“Je eet beter geen deegwaren en geen brood”, is een veel gehoord advies van dieetgoeroes. Uit een recente studie blijkt dat het eten van eiwitten uit plantaardige voeding zoals pasta en brood helemaal niet zo slecht voor je is. Het zou je risico op vroegtijdig overlijden verkleinen. Volkorenproducten schrap je dus beter niet uit je eetpatroon, is hun boodschap. Maar klopt die ook?
Waar komt dit nieuws vandaan?
Amerikaanse onderzoekers gingen het verband na tussen overlijdens en de aanwezigheid van dierlijke en plantaardige eiwitten in iemands voedingspatroon. Dierlijke eiwitten komen vooral voor in vlees, melk en melkproducten. Plantaardige eiwitten zitten in granen, peulvruchten, noten en groenten.
Om een antwoord te vinden op hun onderzoeksvraag, volgden de onderzoekers meer dan 400.000 personen op gedurende 16 jaar. Bij de start van de studie verzamelden de onderzoekers de voedingsgewoonten van de deelnemers via vragenlijsten. Gedurende de opvolging hielden ze de overlijdens door kanker en hart- en vaatziekten bij.
Een voedingspatroon rijk aan plantaardige eiwitten ging samen met een daling van 5% van de overlijdens. Het vervangen van eieren door plantaardige eiwitten gaf een daling van de overlijdens van 21% bij vrouwen en 24% bij mannen. Rood vlees vervangen deed de sterfte dalen met respectievelijk 15% en 13%.
De onderzoekers besluiten dat een voeding rijk aan plantaardige eiwitten de sterfte kan doen dalen.
Hoe moeten we dit nieuws interpreteren?
Deze studie is een cohortstudie. Dat is een type waarnemend onderzoek dat verbanden kan vaststellen, maar geen oorzaak-gevolgverband kan aantonen. Zo zijn er inderdaad minder overlijdens bij de deelnemers die meer plantaardige eiwitten aten, maar dit kan ook te wijten zijn aan andere factoren.
Deelnemers die veel plantaardige eiwitten aten hadden minder vaak overgewicht (een lagere BMI), waren fysiek actiever, dronken minder alcohol en rookten minder. Vooral dit laatste was opmerkelijk: bij de mannen rookte slechts 6% in de groep met een voeding rijk aan plantaardige eiwitten, tegen 20% in de groep met een voeding rijk aan dierlijke eiwitten. Bij vrouwen was dit respectievelijk 9% en 23%.

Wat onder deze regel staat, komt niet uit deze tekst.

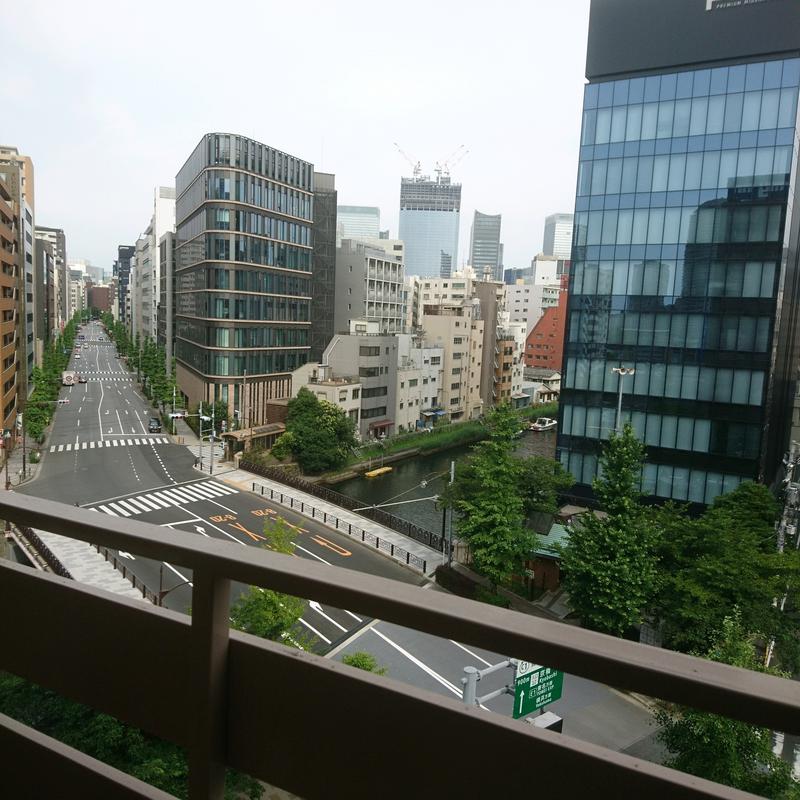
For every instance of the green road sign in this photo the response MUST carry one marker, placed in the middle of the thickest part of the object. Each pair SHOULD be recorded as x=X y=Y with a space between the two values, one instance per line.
x=534 y=687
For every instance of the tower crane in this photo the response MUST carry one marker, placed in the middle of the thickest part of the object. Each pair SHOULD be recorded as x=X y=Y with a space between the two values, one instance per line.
x=451 y=160
x=416 y=167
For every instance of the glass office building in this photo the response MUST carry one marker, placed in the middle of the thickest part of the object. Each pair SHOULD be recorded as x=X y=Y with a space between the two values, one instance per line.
x=684 y=268
x=430 y=211
x=243 y=251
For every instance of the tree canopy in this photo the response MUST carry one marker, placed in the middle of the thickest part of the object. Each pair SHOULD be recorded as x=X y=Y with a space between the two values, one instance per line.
x=724 y=750
x=319 y=435
x=609 y=562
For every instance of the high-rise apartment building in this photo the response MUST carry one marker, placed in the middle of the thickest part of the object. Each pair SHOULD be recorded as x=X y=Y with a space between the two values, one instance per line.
x=17 y=171
x=370 y=284
x=558 y=236
x=9 y=305
x=685 y=264
x=485 y=250
x=429 y=219
x=243 y=267
x=57 y=241
x=355 y=222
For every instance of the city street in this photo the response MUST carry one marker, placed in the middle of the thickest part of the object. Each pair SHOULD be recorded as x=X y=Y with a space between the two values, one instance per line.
x=100 y=455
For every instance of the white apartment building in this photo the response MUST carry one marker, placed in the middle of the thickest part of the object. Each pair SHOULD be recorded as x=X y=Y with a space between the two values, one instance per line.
x=419 y=384
x=457 y=328
x=148 y=259
x=525 y=302
x=370 y=284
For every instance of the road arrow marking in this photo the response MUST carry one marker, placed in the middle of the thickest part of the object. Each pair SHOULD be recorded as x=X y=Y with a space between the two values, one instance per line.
x=316 y=606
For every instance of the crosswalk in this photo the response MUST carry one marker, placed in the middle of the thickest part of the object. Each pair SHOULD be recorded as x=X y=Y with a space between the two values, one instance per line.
x=165 y=498
x=132 y=442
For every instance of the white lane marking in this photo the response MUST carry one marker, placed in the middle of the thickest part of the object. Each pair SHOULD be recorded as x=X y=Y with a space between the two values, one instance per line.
x=315 y=631
x=119 y=509
x=179 y=574
x=474 y=655
x=313 y=555
x=138 y=504
x=155 y=499
x=149 y=504
x=414 y=660
x=318 y=608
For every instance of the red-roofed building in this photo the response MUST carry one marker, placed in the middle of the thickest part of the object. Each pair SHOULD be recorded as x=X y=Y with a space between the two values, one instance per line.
x=544 y=346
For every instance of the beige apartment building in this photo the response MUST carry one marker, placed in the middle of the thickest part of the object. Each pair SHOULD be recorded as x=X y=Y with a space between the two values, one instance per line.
x=457 y=328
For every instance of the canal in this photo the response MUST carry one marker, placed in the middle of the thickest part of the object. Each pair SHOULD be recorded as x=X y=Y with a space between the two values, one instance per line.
x=405 y=481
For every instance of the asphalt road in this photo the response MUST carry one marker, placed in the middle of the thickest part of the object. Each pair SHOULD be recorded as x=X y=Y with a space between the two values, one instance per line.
x=101 y=456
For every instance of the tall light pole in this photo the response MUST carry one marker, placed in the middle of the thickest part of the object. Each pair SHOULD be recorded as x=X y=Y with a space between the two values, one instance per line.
x=622 y=372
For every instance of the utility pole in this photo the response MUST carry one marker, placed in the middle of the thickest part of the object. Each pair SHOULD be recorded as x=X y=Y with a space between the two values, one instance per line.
x=450 y=519
x=787 y=524
x=200 y=428
x=211 y=458
x=622 y=372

Een ernstige beperking van de studie is dat de onderzoekers op 16 jaar tijd slechts éénmaal de voedingsgewoonten van de deelnemers bevroegen, aan de start van de studie. Ze veronderstellen dat de deelnemers 16 jaar lang ongeveer hetzelfde voedingspatroon volgden, wat weinig waarschijnlijk is.

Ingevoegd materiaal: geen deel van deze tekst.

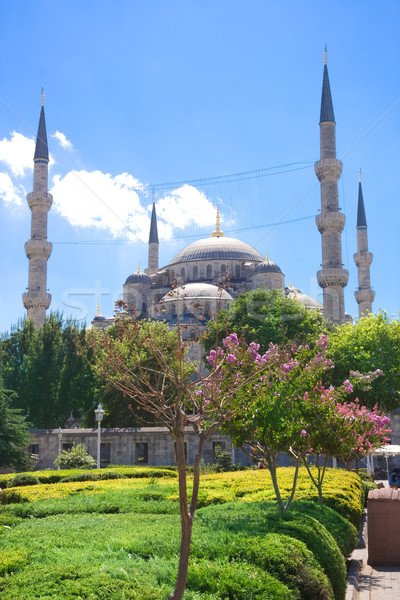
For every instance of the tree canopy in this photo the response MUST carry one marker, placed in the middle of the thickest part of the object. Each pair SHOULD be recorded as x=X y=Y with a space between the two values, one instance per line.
x=371 y=343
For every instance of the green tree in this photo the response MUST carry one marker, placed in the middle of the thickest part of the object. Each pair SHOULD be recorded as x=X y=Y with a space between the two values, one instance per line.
x=266 y=317
x=47 y=373
x=369 y=344
x=14 y=437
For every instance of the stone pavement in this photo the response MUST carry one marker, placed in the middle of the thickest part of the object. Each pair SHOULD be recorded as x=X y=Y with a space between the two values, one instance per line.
x=371 y=583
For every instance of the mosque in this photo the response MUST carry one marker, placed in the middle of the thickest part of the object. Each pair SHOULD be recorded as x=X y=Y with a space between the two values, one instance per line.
x=195 y=274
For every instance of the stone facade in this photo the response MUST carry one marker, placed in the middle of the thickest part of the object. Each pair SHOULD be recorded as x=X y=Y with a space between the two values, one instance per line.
x=130 y=446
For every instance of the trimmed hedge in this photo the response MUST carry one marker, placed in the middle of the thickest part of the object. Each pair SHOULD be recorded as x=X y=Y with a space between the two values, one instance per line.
x=257 y=519
x=51 y=476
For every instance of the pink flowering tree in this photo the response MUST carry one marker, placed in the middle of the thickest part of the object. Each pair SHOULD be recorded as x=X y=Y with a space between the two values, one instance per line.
x=336 y=427
x=150 y=365
x=285 y=398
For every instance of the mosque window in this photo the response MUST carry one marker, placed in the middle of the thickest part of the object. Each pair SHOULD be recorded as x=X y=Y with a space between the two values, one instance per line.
x=142 y=452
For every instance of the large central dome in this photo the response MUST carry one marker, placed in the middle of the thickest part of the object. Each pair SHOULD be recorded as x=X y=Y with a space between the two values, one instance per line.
x=216 y=248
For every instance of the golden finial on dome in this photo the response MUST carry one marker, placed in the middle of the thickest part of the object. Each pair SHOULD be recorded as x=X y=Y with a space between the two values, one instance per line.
x=217 y=232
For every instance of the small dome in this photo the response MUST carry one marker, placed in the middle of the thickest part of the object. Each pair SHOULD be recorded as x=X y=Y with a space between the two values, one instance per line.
x=217 y=248
x=267 y=267
x=197 y=290
x=138 y=278
x=307 y=301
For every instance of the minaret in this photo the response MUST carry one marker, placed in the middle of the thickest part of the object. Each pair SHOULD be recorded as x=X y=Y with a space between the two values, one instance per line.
x=332 y=277
x=363 y=259
x=153 y=241
x=36 y=300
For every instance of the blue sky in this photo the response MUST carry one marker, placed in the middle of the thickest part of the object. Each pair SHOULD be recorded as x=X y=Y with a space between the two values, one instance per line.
x=139 y=93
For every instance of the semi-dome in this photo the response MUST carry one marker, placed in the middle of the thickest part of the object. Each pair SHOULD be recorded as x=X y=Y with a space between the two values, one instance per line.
x=197 y=290
x=308 y=301
x=138 y=278
x=267 y=266
x=217 y=248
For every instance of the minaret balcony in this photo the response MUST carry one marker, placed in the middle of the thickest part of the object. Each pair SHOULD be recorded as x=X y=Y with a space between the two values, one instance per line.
x=38 y=249
x=364 y=296
x=41 y=201
x=36 y=300
x=328 y=169
x=332 y=277
x=330 y=221
x=363 y=259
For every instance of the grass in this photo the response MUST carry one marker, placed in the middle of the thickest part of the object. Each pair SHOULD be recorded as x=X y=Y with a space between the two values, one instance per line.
x=120 y=539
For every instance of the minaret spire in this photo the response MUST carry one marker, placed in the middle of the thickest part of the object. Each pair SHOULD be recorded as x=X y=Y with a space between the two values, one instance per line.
x=332 y=277
x=36 y=300
x=153 y=241
x=363 y=259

Een laatste probleem is dat de hogere sterfte in de groep met een voeding rijk aan dierlijke eiwitten zou kunnen komen door het feit dat deze eiwitten samen voorkomen met verzadigde vetzuren (namelijk in vlees). Die verhogen het risico op hart- en vaatziekten wel. Het zijn dus de verzadigde vetzuren in vlees die schadelijk kunnen zijn, niet de dierlijke eiwitten.
Het is een feit dat veel dieetgoeroes brood en deegwaren in het algemeen afraden. Daardoor zal je meer dierlijke eiwitten eten: je moet tenslotte toch iets eten.
Conclusie
Amerikaanse onderzoekers stellen vast dat mensen die veel plantaardige eiwitten eten, langer leven dan diegenen die veel dierlijke eiwitten eten. Maar de deelnemers uit deze studie die veel dierlijke eiwitten aten, rookten ook vaker, dronken meer alcohol en waren minder actief. Uiteraard kunnen deze factoren de resultaten geheel of gedeeltelijk verklaren. We kunnen dus niet besluiten dat mensen die meer plantaardige eiwitten eten, langer leven.